RESOLUÇÃO CMN Nº 5.055, DE 15 DE DEZEMBRO DE 2022
Altera a Resolução nº 4.676, de
31 de julho de 2018, que dispõe sobre as condições gerais e os critérios para
contratação de financiamento imobiliário pelas instituições financeiras e
demais instituições autorizadas a funcionar pelo Banco Central do Brasil e
disciplina o direcionamento dos recursos captados em depósitos de poupança.
O Banco
Central do Brasil, na forma do art. 9º da Lei nº 4.595, de 31 de dezembro de
1964, torna público que o Conselho Monetário Nacional, em sessão realizada em 15
de dezembro de 2022, com base nos arts. 4º, incisos VI e VIII, da referida Lei,
e 26-A da Lei nº 12.810, de 15 de maio de 2013,
R E S O L
V E U :
Art. 1º A Resolução nº 4.676, de 31 de julho de 2018,
passa a vigorar com as seguintes alterações:
“Art. 7º-A Os direitos creditórios recebidos em garantia
pelas instituições financeiras e demais instituições autorizadas a funcionar
pelo Banco Central do Brasil relativos a operações de financiamento para
produção de imóveis devem ser registrados em sistema de registro operado por
entidade registradora de ativos financeiros.
Parágrafo único. A liberação dos recursos relativos aos
financiamentos para produção de imóveis somente poderá ocorrer após a
realização do registro de que trata o caput.” (NR)

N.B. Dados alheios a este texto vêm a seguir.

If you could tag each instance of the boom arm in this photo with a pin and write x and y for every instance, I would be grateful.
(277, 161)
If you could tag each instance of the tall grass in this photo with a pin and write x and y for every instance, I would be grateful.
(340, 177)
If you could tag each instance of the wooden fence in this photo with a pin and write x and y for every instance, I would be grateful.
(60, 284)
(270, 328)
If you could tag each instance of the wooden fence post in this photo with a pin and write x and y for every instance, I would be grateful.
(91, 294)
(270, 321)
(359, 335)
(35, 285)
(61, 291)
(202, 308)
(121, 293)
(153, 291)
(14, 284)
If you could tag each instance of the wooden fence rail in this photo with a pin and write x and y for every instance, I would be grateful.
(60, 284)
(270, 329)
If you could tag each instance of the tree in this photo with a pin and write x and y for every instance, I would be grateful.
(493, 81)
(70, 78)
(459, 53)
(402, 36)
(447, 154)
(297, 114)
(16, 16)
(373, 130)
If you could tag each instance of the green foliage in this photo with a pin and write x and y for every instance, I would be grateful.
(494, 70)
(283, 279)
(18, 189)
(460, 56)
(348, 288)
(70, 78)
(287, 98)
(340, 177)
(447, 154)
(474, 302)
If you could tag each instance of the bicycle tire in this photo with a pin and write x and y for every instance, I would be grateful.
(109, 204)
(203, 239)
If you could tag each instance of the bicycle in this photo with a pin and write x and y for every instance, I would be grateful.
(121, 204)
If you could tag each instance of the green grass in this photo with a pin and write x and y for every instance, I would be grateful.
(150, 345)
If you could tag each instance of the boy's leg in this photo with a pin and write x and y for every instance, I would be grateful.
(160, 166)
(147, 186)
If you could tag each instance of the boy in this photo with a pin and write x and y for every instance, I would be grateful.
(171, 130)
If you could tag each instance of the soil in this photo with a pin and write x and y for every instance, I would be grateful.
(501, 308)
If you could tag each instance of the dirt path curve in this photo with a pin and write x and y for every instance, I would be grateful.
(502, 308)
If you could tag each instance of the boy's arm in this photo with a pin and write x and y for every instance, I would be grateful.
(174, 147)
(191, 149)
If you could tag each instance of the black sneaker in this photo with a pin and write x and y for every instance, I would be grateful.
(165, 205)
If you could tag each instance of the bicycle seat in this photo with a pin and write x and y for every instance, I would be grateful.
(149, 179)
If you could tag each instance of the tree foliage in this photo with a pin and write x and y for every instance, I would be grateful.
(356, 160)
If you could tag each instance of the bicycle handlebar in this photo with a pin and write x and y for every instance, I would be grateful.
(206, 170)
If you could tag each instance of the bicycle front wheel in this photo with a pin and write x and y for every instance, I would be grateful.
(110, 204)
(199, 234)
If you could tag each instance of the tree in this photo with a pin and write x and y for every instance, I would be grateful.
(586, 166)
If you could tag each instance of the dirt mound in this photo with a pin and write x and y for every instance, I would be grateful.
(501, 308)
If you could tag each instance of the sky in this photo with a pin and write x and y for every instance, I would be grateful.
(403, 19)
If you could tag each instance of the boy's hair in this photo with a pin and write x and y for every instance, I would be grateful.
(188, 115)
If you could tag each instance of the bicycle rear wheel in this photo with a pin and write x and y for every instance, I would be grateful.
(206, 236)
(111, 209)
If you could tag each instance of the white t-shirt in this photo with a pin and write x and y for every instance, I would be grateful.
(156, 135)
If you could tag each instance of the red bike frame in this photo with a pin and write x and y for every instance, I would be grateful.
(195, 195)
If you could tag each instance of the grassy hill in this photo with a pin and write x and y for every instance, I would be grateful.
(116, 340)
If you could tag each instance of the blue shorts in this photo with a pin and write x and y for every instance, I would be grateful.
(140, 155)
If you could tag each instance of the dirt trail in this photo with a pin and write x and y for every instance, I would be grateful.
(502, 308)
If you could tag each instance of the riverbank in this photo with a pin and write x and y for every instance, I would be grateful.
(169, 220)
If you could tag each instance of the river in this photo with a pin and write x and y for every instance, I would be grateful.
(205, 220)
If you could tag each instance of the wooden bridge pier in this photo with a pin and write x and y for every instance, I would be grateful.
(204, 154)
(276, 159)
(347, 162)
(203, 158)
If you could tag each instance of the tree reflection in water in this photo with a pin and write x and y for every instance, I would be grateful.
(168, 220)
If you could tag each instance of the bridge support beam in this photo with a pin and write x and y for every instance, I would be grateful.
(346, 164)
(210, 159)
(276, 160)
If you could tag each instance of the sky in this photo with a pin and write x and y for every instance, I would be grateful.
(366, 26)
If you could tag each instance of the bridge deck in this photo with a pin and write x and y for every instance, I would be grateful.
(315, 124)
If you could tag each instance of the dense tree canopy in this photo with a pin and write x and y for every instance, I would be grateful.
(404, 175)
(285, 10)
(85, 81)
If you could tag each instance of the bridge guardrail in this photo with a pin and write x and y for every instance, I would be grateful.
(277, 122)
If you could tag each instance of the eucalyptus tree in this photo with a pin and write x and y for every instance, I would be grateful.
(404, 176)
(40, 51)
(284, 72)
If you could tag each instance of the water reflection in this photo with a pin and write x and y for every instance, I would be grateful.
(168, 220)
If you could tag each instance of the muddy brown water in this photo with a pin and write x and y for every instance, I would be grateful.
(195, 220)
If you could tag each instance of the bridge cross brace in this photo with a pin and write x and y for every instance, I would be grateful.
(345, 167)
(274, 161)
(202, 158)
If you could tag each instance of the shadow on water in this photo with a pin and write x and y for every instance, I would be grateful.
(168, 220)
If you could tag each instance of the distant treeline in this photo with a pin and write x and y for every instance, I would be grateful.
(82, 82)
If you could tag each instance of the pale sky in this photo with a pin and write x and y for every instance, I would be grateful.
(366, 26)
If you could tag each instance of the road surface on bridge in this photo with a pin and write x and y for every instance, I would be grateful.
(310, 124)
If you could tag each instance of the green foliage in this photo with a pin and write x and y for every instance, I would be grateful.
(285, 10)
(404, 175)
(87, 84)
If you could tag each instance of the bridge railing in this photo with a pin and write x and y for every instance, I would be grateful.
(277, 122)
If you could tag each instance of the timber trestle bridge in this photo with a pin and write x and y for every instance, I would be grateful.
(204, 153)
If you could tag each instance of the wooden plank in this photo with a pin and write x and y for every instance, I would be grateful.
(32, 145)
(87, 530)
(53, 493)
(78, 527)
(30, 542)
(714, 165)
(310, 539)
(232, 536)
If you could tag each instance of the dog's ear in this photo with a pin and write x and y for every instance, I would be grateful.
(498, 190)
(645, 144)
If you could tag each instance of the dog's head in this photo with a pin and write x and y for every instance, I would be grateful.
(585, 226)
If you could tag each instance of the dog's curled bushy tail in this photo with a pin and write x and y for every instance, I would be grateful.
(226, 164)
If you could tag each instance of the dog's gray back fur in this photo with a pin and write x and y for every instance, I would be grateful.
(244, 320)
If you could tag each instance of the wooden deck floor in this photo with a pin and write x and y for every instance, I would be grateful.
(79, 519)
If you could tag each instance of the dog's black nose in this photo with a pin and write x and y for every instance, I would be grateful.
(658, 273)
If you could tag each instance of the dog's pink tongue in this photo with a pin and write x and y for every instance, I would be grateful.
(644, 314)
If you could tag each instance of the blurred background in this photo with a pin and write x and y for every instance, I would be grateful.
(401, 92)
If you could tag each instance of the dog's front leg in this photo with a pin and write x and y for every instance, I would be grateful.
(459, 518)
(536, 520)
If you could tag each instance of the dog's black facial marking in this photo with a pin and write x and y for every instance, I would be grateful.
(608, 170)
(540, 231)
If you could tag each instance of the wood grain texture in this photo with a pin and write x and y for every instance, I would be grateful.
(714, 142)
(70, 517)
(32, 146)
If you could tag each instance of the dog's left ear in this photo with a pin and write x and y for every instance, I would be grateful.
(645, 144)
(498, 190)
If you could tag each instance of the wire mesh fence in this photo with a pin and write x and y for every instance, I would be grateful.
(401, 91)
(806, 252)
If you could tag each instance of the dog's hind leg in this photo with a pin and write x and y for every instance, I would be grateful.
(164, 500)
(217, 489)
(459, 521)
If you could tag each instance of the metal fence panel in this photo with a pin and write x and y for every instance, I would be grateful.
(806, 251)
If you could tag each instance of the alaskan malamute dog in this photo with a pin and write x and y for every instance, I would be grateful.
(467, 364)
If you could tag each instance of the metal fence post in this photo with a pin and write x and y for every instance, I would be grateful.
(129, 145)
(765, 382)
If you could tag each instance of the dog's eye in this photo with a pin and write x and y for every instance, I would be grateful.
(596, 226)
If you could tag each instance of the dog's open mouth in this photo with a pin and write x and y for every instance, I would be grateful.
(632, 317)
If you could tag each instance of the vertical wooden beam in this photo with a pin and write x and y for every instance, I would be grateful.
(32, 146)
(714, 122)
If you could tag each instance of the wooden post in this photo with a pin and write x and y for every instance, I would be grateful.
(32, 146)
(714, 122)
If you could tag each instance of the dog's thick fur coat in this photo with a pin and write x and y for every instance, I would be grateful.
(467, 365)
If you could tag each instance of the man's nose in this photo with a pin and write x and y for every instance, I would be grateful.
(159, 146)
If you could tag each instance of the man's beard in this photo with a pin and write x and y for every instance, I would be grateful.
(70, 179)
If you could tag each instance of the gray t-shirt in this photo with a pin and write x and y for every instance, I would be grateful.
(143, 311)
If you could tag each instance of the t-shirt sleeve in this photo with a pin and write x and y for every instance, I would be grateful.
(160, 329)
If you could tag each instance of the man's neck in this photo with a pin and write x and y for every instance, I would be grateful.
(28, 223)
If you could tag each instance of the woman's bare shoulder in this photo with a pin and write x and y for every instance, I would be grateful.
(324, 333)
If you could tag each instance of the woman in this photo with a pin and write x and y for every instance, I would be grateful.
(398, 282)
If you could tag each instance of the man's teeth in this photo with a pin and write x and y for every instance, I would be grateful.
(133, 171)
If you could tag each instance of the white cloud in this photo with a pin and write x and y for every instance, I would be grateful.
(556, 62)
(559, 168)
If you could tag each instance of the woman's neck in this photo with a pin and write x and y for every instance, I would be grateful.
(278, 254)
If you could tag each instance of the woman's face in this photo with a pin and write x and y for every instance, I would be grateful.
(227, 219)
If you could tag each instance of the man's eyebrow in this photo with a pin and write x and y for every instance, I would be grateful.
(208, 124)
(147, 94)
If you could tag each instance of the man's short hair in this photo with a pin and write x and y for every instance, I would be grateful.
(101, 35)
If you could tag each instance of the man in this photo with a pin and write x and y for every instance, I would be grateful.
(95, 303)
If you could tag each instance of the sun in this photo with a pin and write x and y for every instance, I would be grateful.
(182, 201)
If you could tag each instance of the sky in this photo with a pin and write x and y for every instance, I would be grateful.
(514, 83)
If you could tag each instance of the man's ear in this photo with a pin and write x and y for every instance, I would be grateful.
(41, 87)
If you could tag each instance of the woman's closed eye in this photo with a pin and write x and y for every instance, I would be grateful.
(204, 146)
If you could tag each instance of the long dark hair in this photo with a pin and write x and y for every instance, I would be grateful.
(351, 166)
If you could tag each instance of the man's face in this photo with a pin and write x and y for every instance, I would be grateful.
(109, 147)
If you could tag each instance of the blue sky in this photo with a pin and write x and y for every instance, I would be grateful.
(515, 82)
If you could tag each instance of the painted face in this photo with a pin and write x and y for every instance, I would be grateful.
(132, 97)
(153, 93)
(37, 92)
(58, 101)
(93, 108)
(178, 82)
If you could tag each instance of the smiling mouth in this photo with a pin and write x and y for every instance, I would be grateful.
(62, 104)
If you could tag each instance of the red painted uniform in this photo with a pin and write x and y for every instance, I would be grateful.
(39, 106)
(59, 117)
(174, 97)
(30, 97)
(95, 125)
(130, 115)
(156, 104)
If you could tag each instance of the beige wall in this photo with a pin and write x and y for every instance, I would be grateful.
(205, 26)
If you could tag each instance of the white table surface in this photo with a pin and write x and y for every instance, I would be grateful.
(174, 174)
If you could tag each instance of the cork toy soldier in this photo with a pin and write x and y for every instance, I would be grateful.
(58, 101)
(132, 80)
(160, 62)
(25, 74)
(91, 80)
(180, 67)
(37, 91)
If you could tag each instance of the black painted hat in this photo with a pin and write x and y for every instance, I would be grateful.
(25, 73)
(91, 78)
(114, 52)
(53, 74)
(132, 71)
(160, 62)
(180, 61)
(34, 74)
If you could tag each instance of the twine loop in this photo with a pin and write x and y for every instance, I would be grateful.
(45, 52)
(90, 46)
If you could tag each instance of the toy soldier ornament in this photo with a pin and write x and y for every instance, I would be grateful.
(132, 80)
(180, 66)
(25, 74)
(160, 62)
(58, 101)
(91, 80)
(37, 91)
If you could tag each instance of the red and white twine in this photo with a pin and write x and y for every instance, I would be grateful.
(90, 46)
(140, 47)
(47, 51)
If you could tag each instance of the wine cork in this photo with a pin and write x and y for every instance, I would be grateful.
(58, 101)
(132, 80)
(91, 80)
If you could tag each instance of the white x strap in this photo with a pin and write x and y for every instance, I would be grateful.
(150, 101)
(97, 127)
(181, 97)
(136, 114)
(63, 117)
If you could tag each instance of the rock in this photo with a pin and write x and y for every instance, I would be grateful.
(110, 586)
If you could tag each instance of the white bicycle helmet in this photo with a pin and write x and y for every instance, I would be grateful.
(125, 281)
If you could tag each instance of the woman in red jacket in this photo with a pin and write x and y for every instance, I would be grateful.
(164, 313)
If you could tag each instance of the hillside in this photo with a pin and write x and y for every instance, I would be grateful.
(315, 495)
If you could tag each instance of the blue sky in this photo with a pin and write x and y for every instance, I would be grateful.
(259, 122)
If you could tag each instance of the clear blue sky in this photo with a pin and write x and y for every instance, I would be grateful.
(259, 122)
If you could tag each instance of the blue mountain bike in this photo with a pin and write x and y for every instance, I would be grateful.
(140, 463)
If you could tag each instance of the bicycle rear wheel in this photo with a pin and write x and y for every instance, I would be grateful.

“Art. 7º-B O instrumento por meio do qual se formaliza a
contratação da garantia a que se refere o art. 7º-A deve conter:
I - a especificação inequívoca dos
direitos creditórios dados em garantia, discriminando os constituídos e os a
constituir;
II - a previsão do envio, pelo devedor
do financiamento para produção de imóveis, de notificação, aos compradores e
promitentes compradores das unidades imobiliárias cuja produção é financiada,
sobre:
a) a constituição da garantia e as
repercussões desse negócio sobre compradores e promitentes;
b) o agente financeiro responsável
pela emissão dos instrumentos de pagamento das obrigações financeiras
referentes ao contrato de compra e venda ou de promessa de compra e venda;
c) a forma de acompanhamento, por meio
de interface eletrônica disponibilizada pela entidade registradora de que trata
o art. 7º-A, das informações sobre a evolução da dívida referente ao contrato
de compra e venda ou de promessa de compra e venda, inclusive parcelas pagas,
vencidas e vincendas;
d) a forma de emissão dos comprovantes
de quitação das obrigações financeiras referentes ao contrato de compra e venda
ou de promessa de compra e venda por meio de interface eletrônica
disponibilizada pela entidade registradora de que trata o art. 7º-A; e
e) os meios de acesso à interface
eletrônica de que tratam as alíneas “c” e “d”; e
III - a especificação dos termos da
notificação a que se refere o inciso II.
Parágrafo único. Consideram-se direitos creditórios:
I - constituídos: os decorrentes de
contratos de compra e venda ou de promessas de compra e venda referentes às
unidades autônomas de empreendimento imobiliário objeto de financiamento para
produção de imóveis; e
II - a constituir: os de existência
futura, associados às unidades autônomas não negociadas de empreendimento
imobiliário objeto de financiamento para produção de imóveis.” (NR)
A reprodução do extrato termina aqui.